5. In § 81h Abs. 5 wird folgender Abs. 5a eingefügt:
"(5a) Die FMA kann zur Sicherung
der Liquidität des Versicherungsunternehmens und
zur Wahrung der
Belange der Versicherten durch Verordnung nähere
Bestimmungen über die Bewertung von
Kapitalanlagen gemäß § 81h treffen und
insbesondere nähere Kriterien
für die Zuordnung zum Anlage- und
Umlaufvermögen sowie für
die Beurteilung der Dauerhaftigkeit von
Wertminderungen festsetzen."
6. Im § 82 wird folgender Abs.6a eingefügt:
"(6a) Der Abschlussprüfer hat im Falle der
Anwendung des § 81h Abs. 2 letzter Satz
das Vorliegen der gesetzlichen
Voraussetzungen für die Bewertung und
insbesondere die Höhe der im
Unternehmen vorhandenen stillen Nettoreserven zu
bestätigen."
7. Nach § 129g wird folgender § 129h angefügt:
"§
129h. (1) §
18 Abs. 4, § 73b Abs. 6, § 77 Abs. 5a, § 81h Abs. 2 letzter Satz
und
Abs. 5a sowie § 82 Abs. 6a in der Fassung des Bundesgesetzes BGBl.I Nr. XXX/2001
sind erstmals auf Geschäftsjahre
anzuwenden, die nach dem 30. Dezember 2001 enden.

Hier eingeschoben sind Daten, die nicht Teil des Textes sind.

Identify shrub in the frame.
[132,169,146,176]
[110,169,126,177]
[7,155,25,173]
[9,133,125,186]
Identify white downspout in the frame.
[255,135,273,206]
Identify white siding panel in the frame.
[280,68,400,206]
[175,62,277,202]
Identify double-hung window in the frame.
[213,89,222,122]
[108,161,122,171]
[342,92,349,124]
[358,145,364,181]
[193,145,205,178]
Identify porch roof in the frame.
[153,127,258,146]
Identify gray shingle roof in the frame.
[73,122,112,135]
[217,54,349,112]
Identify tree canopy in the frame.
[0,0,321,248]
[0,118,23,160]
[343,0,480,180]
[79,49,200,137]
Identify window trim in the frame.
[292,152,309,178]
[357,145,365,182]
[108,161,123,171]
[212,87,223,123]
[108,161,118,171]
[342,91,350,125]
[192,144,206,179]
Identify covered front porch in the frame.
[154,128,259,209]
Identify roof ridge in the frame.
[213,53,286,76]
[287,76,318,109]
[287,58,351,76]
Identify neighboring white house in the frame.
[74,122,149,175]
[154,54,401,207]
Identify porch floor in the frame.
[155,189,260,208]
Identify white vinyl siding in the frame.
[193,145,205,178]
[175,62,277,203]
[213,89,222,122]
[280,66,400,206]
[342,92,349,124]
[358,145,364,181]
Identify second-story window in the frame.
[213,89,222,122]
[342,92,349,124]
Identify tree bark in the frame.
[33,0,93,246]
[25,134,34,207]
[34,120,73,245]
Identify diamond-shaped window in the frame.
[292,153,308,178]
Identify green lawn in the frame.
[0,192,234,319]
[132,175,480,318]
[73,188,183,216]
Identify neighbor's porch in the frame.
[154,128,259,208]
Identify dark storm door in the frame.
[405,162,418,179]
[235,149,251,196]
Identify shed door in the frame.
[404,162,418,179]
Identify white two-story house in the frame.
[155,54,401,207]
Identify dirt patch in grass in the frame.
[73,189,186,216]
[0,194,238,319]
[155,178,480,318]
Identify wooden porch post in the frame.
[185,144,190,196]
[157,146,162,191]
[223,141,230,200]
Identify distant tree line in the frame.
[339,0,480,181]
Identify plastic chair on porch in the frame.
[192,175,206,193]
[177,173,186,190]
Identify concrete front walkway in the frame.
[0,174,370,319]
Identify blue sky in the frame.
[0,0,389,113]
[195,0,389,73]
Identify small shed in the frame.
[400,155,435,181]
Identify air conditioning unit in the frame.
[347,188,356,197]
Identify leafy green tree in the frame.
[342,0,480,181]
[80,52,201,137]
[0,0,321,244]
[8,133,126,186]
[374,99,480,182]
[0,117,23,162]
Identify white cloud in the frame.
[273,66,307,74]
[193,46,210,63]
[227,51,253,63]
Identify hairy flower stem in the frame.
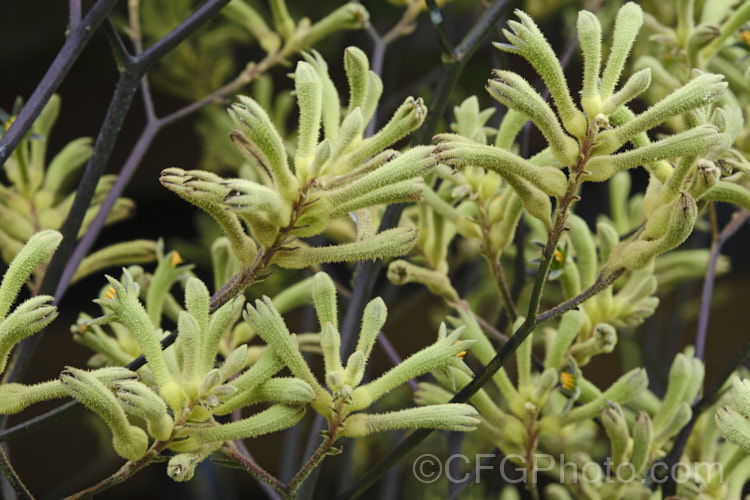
[221,443,287,496]
[287,399,344,498]
[477,200,518,325]
[0,0,229,398]
[339,129,611,499]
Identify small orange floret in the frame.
[3,115,16,132]
[560,372,576,392]
[454,340,466,361]
[172,250,182,267]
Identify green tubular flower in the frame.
[599,2,643,99]
[244,296,323,394]
[434,134,568,198]
[181,405,305,451]
[273,227,417,269]
[586,125,721,182]
[167,444,222,482]
[0,230,62,319]
[115,380,174,441]
[351,324,475,411]
[294,62,323,185]
[494,9,586,138]
[560,368,648,426]
[602,192,698,273]
[215,377,315,415]
[302,50,341,143]
[159,168,260,263]
[486,70,578,165]
[594,73,727,155]
[576,10,602,120]
[229,96,299,200]
[94,270,183,409]
[0,295,57,373]
[60,367,148,460]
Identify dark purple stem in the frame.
[695,210,750,359]
[0,0,117,165]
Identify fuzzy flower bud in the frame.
[60,367,148,460]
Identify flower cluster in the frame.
[161,47,435,268]
[0,95,154,281]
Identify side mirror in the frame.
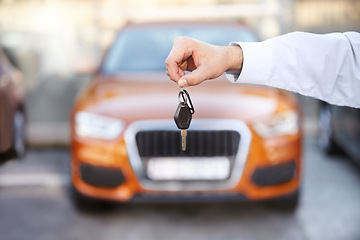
[73,56,97,75]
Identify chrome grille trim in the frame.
[124,119,251,192]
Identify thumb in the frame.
[178,66,208,88]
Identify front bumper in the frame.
[72,121,301,202]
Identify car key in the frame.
[174,90,195,151]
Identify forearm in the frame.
[228,33,360,107]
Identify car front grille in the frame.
[136,130,240,158]
[124,119,251,192]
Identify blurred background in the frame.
[0,0,360,145]
[0,0,360,240]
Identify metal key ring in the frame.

(2) Verordnungen auf Grund der in den §§18 Abs. 4 und 81 h Abs. 5a
angeführten Bestimmungen dürfen
bereits von dem der Kundmachung des Bundesgesetzes
BGBl. I Nr. XXX/2001 folgenden Tag an erlassen werden. Sie dürfen
frühestens auf
Geschäftsjahre, die nach dem 30. Dezember 2001 enden, anzuwenden sein. Vor
dem
1. April 2002 steht dieses Recht der
Versicherungsaufsichtsbehörde zu."
In
formeller Hinsicht wird beantragt, diesen Antrag unter Verzicht auf die erste
Lesung dem
Finanzausschuss zuzuweisen.
Begründung
Allgemeines
Die schwierige Situation auf den Kapitalmärkten im Jahr 2001 fuhrt
in der
Versicherungswirtschaft
zu einem beachtlichen Abschreibungsbedarf. Mehrere europäische
Staaten (etwa Deutschland) reagieren auf die aktuelle Lage mit einer Anpassung
der für die
Versicherungsunternehmen
relevanten Bewertungsvorschriften, Zur Sicherung gleicher
Wettbewerbsbedingungen
sollen auch in Österreich derartige Maßnahmen getroffen werden.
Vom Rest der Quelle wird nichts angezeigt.